Die rektale Untersuchung


Zweitlieblingsfrage des Chirurgen: „Hast du schon rektal untersucht?“ Meine Lieblingsantwort: „Natürlich nicht, das möchte ich dem Experten überlassen …“ In der Tat, diese Untersuchung ist wichtiger als man denkt. So muss man bei Ileus/Obstipation mit der Frage Stuhlgang in der Ampulle tasten. Zudem lässt sich vielleicht ein Tumor fühlen. Nie vergessen sollte man den durch diese Untersuchung auslösbaren Schmerz bei Appendizitisverdacht.


Weitere Diagnostik


Nun haben wir es also getan – der Chirurg ist involviert. Jetzt müssen wir nur noch einen guten Grund finden, weshalb du ihn um diese Uhrzeit von seinem Stammplatz in der Notaufnahmeküche vor dem Fernseher und seiner Pizza weggeholt hast.
Idealerweise hast du schon dein Sonogerät verwendet und einen groben Überblick gewonnen – d.h. ein Blick auf die Gallenblase und möglichst die Gänge. Liegt eine Nierenbeckenerweiterung, ein Aortenaneurysma oder nur eine pralle Harnblase vor? Das alles ist meist auch für den Anfänger sichtbar.
Vielleicht sehen die Darmschlingen auch total geweitet aus. Jedenfalls hilft es enorm, mal den Schall genau dort drauf zu halten, wo es weh tut.

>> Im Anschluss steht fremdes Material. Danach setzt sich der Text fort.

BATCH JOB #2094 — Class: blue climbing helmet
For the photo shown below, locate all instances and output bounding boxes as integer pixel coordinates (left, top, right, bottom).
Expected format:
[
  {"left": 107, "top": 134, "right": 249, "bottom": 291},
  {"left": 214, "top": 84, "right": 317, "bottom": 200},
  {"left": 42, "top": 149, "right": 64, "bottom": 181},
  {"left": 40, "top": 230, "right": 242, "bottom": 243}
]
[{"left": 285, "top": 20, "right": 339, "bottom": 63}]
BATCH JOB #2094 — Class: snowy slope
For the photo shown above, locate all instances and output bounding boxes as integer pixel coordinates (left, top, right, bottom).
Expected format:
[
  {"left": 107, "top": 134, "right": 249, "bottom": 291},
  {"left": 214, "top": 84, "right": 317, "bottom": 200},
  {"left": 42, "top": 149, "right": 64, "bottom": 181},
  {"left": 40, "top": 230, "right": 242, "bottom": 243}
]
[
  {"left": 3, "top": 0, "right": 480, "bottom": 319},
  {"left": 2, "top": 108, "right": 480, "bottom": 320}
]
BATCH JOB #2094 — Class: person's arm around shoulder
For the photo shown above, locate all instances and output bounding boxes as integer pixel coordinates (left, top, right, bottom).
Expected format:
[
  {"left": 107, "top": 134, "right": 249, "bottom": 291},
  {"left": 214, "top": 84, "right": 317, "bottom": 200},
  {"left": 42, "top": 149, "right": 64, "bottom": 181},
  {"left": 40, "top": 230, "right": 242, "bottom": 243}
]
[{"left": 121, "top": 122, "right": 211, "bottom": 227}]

Und natürlich hast du schon dein Labor parat, Urinstix zudem. Sehr rasch bekommst du viele bauchentscheidende Parameter dank einer venösen Blutgasanalyse – in vielen Krankenhäusern schnell in der Notaufnahme oder der nahen Intensiv machbar – und wohlgemerkt venös vollkommen ausreichend: Hämoglobin, Elektrolyte, pH und Laktat. Ist da alles in Ordnung, kann man schon mal etwas entspannter an die Sache rangehen. Ferner helfen einem Werte für das Allgemeinlabor wie: Blutbild, CRP, Troponin (bei V.a. kardiale Genese, zudem immer auch ein EKG), Blutzucker, Kreatinin (Niere), Lipase (Pankreatitis), Leberwerte/Transaminasen/Gallengangswerte.


Der von den Chirurgen gern gemachte Röntgen-Abdomen hilft nur bei zwei Fragestellungen weiter: Freie Luft oder Ileus. Aber am Ende wollen die Chirurgen doch ein CT – und wer darf das organisieren – natürlich du.